Sony's newly released Reader PRS-505 trumps the competiting ebook readers, if you ask us. Its design is more attractive and it's significantly cheaper than its rivals. It's also rather pleasant to use, with a 600x800-pixel resolution e-ink display that simply doesn't feel like a screen

Patrick Wignall
3 min read

Although the Reader has been out in the US for a while, it's only now that Sony has gotten around to releasing it in the UK. Its introduction has been timed to coincide with the launch of Waterstone's ebook Web site and as the official retail partner for the device, Waterstone's will be promoting it heavily. And at its current £200 price, the PRS-505 manages to substantially undercut rivals like the Bookeen Cybook and iRex Iliad.


Sony Reader PRS-505

The Good

Attractive styling; great battery life; good screen; price.

The Bad

Heavy; no mains charger included.

The Bottom Line

The PRS-505 looks wonderful and is relatively easy to use. While some features, such as the PDF support, still need to be improved, at £200 the Reader represents good value for money compared to its rivals

Most of the previous ebooks we've seen have had fairly dull-looking designs, but the Sony Reader is a different beast altogether. It really does look very handsome, thanks to its luxurious silver finish. Also, since the case is made from metal rather than plastic it feels much sturdier than competitors such as the Bookeen Cybook.

Like the majority of the ebooks on the market at the moment, this one uses an e-ink display on the 6-inch screen. This is a special type of very high-contrast display that doesn't suffer from flicker and doesn't use a backlight. It is monochrome only, but it can show eight levels of greyscale at a resolution of 600x800 pixels, and it's incredibly readable. In fact, it's almost as good as looking at a printed page.

Internally there's 256MB of memory (192MB of which is accessible) giving you enough space to store around 160 books. If you feel the need, you can also add more storage via SD cards or Memory Stick Pro Duo cards.
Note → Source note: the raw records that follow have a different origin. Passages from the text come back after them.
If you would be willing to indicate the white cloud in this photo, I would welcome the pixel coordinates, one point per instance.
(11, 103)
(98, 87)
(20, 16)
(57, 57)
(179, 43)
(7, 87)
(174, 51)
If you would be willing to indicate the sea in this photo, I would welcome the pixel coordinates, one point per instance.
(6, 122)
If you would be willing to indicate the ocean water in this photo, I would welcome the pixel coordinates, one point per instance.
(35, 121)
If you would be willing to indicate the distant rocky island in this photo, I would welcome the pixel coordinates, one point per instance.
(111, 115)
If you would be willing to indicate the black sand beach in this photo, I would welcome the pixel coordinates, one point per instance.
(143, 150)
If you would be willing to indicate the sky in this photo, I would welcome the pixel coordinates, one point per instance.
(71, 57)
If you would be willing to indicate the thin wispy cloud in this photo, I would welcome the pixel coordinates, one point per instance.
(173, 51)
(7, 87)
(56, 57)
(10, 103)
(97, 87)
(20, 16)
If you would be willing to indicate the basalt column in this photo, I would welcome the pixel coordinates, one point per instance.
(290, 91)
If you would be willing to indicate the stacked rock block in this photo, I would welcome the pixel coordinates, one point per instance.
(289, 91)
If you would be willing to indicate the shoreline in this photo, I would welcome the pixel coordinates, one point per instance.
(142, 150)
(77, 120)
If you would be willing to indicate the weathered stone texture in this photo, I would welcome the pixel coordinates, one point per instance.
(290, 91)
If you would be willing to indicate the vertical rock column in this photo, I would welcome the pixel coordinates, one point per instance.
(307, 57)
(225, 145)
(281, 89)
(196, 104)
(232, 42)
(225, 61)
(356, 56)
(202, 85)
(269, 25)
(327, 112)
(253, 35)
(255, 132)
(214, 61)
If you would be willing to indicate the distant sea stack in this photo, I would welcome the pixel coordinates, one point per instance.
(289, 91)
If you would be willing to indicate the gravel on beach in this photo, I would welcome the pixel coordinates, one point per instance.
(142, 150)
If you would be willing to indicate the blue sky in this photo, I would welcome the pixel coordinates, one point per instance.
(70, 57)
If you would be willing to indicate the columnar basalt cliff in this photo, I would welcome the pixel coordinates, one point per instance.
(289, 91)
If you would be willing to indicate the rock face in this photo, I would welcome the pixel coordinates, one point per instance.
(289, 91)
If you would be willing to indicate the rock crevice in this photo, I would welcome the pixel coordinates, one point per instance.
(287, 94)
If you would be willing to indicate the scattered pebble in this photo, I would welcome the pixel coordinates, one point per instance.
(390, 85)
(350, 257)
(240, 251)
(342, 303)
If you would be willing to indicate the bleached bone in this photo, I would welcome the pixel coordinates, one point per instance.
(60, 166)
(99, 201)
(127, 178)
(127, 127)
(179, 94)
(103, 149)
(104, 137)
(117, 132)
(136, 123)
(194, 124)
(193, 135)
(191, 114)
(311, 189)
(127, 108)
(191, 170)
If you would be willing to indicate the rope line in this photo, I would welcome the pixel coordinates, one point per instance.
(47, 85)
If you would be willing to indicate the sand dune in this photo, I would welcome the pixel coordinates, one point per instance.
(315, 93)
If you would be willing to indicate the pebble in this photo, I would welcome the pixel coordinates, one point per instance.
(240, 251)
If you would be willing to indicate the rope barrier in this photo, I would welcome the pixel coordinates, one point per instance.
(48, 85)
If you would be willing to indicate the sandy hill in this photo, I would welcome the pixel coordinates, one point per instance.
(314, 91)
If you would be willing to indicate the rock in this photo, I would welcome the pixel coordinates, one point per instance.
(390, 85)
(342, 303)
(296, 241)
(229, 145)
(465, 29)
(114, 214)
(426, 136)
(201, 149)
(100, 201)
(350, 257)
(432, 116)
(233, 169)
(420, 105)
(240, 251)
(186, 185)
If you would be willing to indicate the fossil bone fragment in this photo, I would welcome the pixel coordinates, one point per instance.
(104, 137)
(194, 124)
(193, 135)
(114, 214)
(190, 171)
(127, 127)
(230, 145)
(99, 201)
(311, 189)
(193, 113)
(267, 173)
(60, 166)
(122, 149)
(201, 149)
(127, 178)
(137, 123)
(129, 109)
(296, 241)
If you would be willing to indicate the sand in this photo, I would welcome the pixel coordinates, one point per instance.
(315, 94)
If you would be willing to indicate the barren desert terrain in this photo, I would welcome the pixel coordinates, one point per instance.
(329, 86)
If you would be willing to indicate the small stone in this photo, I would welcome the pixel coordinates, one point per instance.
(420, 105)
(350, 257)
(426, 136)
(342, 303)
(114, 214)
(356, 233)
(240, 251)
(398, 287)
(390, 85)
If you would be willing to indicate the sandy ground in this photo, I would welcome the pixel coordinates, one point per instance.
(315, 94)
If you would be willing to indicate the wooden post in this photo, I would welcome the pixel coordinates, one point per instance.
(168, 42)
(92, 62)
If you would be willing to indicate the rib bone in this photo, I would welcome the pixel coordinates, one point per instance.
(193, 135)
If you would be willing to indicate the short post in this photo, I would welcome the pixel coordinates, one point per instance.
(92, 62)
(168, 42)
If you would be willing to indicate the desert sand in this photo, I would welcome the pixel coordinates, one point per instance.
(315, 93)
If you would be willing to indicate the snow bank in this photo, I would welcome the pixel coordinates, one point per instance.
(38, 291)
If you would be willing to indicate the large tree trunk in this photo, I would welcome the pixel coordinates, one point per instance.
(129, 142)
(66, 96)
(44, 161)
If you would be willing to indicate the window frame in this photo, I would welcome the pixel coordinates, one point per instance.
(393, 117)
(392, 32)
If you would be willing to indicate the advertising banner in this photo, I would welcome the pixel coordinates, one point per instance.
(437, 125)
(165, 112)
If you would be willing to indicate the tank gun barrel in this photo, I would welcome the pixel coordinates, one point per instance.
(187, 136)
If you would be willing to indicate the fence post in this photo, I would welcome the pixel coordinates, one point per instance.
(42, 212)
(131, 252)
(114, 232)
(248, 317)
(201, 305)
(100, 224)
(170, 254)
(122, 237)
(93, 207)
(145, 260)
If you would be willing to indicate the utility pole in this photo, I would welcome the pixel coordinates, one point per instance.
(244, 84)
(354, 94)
The device is relatively easy to get to grips with. You use the column of numbered buttons down the right-hand side of the display to select entries in menus or to enter the page number you want to skip to when you're reading an ebook. The two page-turning buttons are nicely placed so they're under your thumb when you hold the device in your hands. You can also zoom in on the text, with three different zoom levels on offer.

Getting books onto the device is pretty straightforward using the supplied Sony eBook Library software, which supports a broad range of formats. As well as Sony's own proprietary BBeB format, it can also be used to read txt, rtf and HTML files and a recent software upgrade has greatly improved its support for PDFs, though it can struggle to display complicated PDFs properly.

Pictures in JPEG, PNG and GIF formats can be shown in greyscale and there's also a basic music player that works with MP3 and DRM-free AAC files. You can listen to music and read a book at the same time.

Battery life is also incredibly good, with the device offering up 6,800 page turns, which is the equivalent to reading War and Peace five times on a single charge.

Because it's made out of aluminium rather than plastic, the Reader is heavier than most of the other ebook readers we've seen. It doesn't exactly feel like it's made of lead, but it is noticeably heavy when you hold it in your hands for long periods.

Another disappointment is that Sony doesn't include a mains charger in the box. The Reader can be charged from a computer via a USB lead, but it still would have been handy to have a mains charger included.

Also, while we wouldn't exactly say the Reader is difficult to use, the large number of buttons on the front is a bit intimidating when you're initially trying to figure out what everything does. And as the reader offers up three different ways of turning a page -- page-turn buttons, the d-pad and the bookmark rocker switch all turn pages -- we think Sony could have quite easily cut down on the number of controls.

The Sony Reader PRS-505 is certainly not perfect, but its low price and gorgeous design help it raise above the competition. At just £200 it undercuts its nearest rival by around £70, while at the same time managing to look like a much more expensive device. That's seriously impressive in our book.